FAEP is a nove fast autonomous exploration planner based on the framework of FUEL. It contains a comprehensive exploration sequence generation method for global tour planning, which not only considers the flight-level factors but also innovatively considers the frontier-level factors to reduce the back-and-forth maneuvers. In addition, an adaptive yaw planning strategy is designed to achieve efficient exploration by yaw change during flight.

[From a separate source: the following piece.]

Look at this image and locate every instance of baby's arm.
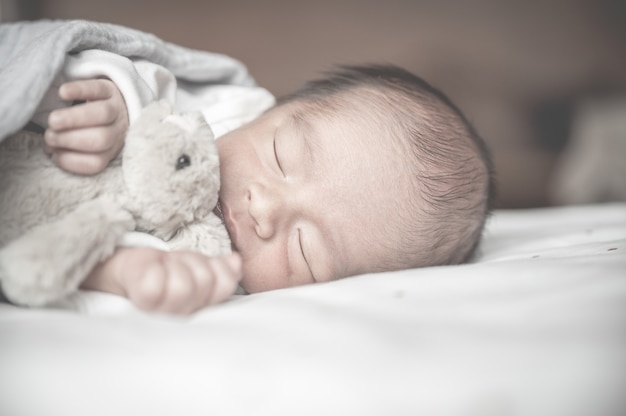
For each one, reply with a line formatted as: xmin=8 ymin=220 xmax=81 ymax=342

Our method is demonstrated to reduce the flight time and flight distance by more than 20% compared with the state-of-the-art approache FUEL.
Complete videos: video1.
Please cite our paper if you use this project in your research:
- Autonomous Exploration Method for Fast Unknown Environment Mapping by Using UAV Equipped with Limited FOV Sensor, Yinghao Zhao, Li Yan, Hong Xie, Jicheng Dai, Pengcheng Wei.
@article{zhao2023autonomous,
title={Autonomous Exploration Method for Fast Unknown Environment Mapping by Using UAV Equipped with Limited FOV Sensor},
author={Zhao, Yinghao and Yan, Li and Xie, Hong and Dai, Jicheng and Wei, Pengcheng},
journal={arXiv preprint arXiv:2302.02293},
year={2023}
}
Please kindly star ⭐ this project if it helps you. We take great efforts to develope and maintain it 😁😁.
This project is mostly based on FUEL. Therefore, the configuration of this method is the same as FUEL. It has been tested on Ubuntu 16.04(ROS Kinetic) and 18.04(ROS Melodic). Take Ubuntu 18.04 as an example, run the following commands to setup:
sudo apt-get install libarmadillo-dev ros-melodic-nlopt
To simulate the depth camera, we use a simulator based on CUDA Toolkit. Please install it first following the instruction of CUDA.
After successful installation, in the local_sensing package in uav_simulator, remember to change the 'arch' and 'code' flags in CMakelist.txt according to your graphics card devices. You can check the right code here. For example:
set(CUDA_NVCC_FLAGS
-gencode arch=compute_61,code=sm_61;
)
Finally, clone and compile our package:
cd ${YOUR_WORKSPACE_PATH}/src
git clone https://github.com/Zyhlibrary/FAEP.git
cd ../
catkin_make
After compilation you can start the visualization by:
source devel/setup.bash && roslaunch exploration_manager rviz.launch
and start a simulation (run in a new terminals):
source devel/setup.bash && roslaunch exploration_manager exploration.launch
You will find a cluttered scene to be explored (20m x 12m x 2m) and the drone in Rviz. You can trigger the exploration to start by the 2D Nav Goal tool. A sample simulation is shown in the figure. The unknown obstacles are shown in grey, while the frontiers are shown as colorful voxels. The planned and executed trajectories are also displayed.
We use NLopt for non-linear optimization and use LKH for travelling salesman problem.